I recommend this book highly because of her “warning signs” list and details that will teach you how to spot these individuals. She nails the most important one, the Pity Play” dead freaking CENTER! Because I’ve known several of these people, I learned to spot and combat the Pity Play, but man is it hard to ignore.
If you would like a sensational version of the sociopath and the Pity Play, take Jody Arias. Now, in choosing her for this example I AM PLAYING ARMCHAIR psychologist. Perhaps a real doc would say I was wrong, but based on what I’ve seen, if it looks like a duck and quacks like a duck…well, you know. I am going out on a limb identifying her as a sociopath, but it just seemed to clear an example to ignore.
Jody Arias is all about the Pity Play. She could have pled temporary insanity but instead she chose to say that her victim had been mistreating her and deserved to be stabbed a bunch of times and shot in the face while in the shower.
And now that she’s been convicted, she’s done media interviews saying she feels betrayed by the jury, even pulling out her “Survivor” t-shirt in defiance of all seemingly normal behavior. She wants us to pity her. What!?!?!
In this case the Pity Play seems eye-poppingly bizarre, but she’s no doubt been doing this to get out of trouble her whole life. Note the way her own parents don’t really defend her. That’s because they know…shhhhhh…they know something is wrong with Jody.

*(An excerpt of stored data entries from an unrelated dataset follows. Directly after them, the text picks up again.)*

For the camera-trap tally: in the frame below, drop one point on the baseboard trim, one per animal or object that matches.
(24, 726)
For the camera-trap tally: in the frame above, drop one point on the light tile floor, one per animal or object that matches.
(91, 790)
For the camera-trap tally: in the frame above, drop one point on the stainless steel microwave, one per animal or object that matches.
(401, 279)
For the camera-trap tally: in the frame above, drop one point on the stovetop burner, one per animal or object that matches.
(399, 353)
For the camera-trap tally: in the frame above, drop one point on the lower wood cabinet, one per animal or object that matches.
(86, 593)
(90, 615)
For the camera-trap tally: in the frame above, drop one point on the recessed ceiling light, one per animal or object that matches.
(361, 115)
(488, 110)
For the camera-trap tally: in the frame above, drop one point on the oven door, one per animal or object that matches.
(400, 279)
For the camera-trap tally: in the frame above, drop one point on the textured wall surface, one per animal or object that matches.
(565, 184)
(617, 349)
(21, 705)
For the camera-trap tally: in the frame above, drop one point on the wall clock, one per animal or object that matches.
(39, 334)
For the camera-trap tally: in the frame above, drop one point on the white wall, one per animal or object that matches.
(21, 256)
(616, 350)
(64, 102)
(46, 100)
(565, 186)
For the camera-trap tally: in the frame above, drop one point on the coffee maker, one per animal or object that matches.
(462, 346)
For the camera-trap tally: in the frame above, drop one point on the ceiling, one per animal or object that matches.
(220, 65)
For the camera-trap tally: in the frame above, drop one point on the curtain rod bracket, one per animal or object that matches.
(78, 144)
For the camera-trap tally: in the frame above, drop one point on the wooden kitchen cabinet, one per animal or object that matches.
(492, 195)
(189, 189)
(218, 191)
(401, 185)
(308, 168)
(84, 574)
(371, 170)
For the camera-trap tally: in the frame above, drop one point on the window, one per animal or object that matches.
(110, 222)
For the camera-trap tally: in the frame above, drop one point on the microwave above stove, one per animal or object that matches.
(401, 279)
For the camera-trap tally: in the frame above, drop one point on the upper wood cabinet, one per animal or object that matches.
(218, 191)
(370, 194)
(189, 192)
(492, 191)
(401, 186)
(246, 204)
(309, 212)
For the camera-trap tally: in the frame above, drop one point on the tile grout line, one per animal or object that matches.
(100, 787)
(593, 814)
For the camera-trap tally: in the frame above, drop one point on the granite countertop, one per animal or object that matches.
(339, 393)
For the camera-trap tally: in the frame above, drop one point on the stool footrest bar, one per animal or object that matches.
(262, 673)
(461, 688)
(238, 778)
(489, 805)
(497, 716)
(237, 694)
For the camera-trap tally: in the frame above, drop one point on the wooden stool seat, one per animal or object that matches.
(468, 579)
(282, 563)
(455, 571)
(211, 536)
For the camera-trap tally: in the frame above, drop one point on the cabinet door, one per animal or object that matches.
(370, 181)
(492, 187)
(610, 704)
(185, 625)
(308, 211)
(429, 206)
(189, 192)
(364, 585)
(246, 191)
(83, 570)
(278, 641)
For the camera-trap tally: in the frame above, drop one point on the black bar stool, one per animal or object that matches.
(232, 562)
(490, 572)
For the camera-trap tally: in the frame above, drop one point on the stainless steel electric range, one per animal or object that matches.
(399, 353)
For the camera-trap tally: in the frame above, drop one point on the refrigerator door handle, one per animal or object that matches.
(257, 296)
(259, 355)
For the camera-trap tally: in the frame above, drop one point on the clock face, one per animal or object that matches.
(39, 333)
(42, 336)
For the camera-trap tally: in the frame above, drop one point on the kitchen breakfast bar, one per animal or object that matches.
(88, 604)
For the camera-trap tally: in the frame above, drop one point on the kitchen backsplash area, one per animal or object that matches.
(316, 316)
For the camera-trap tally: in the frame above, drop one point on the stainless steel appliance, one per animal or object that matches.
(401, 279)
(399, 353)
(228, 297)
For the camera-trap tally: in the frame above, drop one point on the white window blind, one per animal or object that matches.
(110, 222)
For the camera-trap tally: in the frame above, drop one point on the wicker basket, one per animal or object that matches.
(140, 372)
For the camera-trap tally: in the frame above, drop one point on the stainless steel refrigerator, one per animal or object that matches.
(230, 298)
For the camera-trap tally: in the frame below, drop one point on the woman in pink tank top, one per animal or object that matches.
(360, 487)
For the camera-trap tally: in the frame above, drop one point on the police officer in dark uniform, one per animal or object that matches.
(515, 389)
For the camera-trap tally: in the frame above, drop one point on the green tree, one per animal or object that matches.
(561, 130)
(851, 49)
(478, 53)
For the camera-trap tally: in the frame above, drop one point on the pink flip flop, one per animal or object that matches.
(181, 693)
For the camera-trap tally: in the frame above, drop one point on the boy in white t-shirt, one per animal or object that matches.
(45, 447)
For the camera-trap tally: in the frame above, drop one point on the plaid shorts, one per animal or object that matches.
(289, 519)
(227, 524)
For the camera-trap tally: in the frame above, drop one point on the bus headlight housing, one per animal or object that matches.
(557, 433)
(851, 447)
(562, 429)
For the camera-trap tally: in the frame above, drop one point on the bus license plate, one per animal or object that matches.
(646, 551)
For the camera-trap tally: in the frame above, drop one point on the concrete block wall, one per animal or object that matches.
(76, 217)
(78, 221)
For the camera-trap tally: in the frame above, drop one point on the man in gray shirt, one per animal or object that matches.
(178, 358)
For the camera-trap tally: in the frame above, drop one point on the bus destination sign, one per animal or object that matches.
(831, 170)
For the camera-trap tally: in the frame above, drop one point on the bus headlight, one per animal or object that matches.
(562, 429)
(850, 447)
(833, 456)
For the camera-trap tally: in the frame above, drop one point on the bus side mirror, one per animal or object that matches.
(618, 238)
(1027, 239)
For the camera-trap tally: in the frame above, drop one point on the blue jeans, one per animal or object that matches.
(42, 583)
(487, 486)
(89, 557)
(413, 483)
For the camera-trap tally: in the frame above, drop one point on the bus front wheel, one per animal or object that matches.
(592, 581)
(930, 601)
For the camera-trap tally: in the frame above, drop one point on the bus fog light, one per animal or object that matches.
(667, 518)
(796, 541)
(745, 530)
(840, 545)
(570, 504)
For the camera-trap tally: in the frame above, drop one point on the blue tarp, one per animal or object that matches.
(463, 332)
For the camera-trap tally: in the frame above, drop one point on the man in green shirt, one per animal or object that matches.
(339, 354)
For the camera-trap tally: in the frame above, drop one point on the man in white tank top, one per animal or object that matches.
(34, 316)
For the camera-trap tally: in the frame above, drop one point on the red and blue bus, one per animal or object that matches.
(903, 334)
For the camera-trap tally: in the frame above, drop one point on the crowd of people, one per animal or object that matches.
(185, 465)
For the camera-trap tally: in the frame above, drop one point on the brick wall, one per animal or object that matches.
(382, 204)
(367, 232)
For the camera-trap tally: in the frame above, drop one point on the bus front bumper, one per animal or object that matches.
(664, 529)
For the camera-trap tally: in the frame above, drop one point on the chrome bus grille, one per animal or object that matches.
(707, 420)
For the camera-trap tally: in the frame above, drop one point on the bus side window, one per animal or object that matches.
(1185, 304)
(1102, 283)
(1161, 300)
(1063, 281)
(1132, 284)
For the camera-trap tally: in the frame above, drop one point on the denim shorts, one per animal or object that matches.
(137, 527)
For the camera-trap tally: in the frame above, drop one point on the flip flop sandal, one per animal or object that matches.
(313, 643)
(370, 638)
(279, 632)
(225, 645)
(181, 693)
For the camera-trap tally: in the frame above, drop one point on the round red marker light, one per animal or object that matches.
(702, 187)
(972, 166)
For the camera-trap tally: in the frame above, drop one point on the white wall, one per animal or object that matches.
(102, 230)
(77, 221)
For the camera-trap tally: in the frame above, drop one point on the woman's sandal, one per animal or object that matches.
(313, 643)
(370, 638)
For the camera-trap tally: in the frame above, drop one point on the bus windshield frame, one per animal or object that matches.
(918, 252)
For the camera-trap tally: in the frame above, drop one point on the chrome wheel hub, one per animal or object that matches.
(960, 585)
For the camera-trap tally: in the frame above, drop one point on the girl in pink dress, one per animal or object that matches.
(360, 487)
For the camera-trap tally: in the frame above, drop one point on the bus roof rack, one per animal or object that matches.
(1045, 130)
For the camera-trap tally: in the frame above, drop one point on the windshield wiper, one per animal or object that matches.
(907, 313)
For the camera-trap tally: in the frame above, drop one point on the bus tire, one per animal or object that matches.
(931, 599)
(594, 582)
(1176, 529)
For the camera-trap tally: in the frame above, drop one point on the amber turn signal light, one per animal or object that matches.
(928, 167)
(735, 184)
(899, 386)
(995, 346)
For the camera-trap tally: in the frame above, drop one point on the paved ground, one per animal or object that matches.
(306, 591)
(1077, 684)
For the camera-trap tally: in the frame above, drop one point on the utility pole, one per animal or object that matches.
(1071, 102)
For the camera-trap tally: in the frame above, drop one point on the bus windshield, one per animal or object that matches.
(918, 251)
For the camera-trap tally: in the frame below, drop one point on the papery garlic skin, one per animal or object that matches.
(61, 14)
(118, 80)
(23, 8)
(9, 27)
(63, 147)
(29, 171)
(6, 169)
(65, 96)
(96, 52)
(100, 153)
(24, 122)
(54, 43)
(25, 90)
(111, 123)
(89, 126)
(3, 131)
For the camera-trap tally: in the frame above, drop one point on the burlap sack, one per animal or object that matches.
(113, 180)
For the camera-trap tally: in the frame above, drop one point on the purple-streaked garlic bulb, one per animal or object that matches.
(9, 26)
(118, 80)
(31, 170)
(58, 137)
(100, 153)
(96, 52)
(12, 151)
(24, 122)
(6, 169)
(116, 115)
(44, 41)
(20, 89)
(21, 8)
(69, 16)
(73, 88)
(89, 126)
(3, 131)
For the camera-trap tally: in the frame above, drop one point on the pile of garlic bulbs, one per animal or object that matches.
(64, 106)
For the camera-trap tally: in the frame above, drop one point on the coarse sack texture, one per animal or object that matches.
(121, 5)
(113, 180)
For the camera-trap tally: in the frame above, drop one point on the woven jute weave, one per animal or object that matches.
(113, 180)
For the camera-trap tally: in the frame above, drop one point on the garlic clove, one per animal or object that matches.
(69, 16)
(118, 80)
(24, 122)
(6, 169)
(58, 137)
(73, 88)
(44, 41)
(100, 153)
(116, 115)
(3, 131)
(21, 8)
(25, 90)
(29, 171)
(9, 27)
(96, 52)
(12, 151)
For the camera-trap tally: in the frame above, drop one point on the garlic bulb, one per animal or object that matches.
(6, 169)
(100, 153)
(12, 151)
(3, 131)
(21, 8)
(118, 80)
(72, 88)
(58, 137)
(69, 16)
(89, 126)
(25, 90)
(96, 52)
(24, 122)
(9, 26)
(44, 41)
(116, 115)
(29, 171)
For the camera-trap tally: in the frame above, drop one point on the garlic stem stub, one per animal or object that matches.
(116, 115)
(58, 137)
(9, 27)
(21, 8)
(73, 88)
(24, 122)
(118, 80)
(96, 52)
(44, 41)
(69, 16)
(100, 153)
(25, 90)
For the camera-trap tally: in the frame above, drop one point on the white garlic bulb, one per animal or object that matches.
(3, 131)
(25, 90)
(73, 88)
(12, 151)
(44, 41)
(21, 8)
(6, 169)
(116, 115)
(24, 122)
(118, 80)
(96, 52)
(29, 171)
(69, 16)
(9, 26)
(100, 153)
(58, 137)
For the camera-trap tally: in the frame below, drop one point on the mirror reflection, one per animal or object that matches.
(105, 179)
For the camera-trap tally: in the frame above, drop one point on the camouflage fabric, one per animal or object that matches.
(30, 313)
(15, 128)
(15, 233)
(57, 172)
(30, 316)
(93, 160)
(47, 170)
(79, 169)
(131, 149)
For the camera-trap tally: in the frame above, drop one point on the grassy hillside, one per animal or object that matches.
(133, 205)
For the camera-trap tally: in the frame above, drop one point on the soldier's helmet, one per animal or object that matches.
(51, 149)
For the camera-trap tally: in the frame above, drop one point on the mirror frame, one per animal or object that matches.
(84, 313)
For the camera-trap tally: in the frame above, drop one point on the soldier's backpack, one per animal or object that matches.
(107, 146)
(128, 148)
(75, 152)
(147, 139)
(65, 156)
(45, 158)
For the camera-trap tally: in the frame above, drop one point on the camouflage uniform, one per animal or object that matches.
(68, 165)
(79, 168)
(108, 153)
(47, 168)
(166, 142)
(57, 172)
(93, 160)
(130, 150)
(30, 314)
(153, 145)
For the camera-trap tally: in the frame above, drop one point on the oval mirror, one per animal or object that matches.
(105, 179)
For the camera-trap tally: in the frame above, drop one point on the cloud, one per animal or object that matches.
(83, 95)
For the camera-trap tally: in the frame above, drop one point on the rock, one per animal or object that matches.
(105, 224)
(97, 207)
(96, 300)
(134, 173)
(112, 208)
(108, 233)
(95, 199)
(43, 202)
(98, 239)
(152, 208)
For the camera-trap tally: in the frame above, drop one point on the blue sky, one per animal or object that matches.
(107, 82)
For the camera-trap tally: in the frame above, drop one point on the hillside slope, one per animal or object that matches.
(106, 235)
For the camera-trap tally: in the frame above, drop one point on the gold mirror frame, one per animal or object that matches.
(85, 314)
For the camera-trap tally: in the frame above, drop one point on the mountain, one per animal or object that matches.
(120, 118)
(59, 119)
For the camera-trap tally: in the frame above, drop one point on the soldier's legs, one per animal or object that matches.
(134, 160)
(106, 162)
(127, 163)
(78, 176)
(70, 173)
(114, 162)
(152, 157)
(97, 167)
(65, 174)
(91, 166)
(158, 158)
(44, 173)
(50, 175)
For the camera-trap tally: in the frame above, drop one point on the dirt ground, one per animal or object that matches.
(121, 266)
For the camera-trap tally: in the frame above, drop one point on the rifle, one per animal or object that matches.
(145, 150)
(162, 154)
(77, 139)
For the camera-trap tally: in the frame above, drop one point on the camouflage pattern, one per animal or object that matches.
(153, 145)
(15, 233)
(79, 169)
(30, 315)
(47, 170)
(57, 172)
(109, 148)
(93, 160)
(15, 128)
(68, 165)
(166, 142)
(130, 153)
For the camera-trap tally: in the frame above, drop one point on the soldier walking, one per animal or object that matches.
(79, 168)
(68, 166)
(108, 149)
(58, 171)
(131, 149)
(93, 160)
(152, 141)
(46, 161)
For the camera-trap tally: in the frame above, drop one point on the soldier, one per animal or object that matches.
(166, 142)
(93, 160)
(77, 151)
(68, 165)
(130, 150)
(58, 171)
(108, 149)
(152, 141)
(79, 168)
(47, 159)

And that is the shame of it. That some of us are so scared, so greedy (that’s how con men get you, many of whom are sociopaths), or so gullible that we are not only taken in, but if we figure it out we keep it secret, allowing the individual to move on to harm others. This book will discourage that as well. Only by standing up to the behavior of these individuals early can we hope to mitigate their swath of destruction.
What Was Just Ok
The only drawback to the book? She repeats herself rather dramatically at times, particularly about the fact that sociopaths have no conscience. i think this is because she’s afraid you won’t believe her enough unless she does, that you won’t take precautions…but if you believe her or already know she’s right, it will seem like overmuch on the convincing side. Also the science may get dry at times, particularly in the end when she drags a bit through evolutionary theory and the purpose of having a conscience. I love this kind of thing personally due to my Eco/Evo past, but it feels like her personal, more academic musings and may not be for everyone.
You could get what you needed from this book by reading the beginning in detaIl, the example stories in detail, and the warning signs in detail. The rest is the science if you want to contemplate larger implications…
If you don’t know what a sociopath is or how to spot one, get this book! If you wanna be creeped out by real life creepiness, get this book. If you already know about sociopaths but want the science or the “warning signs” list, get this book. It’s a fast, crazy read, if I may make light of something so dark.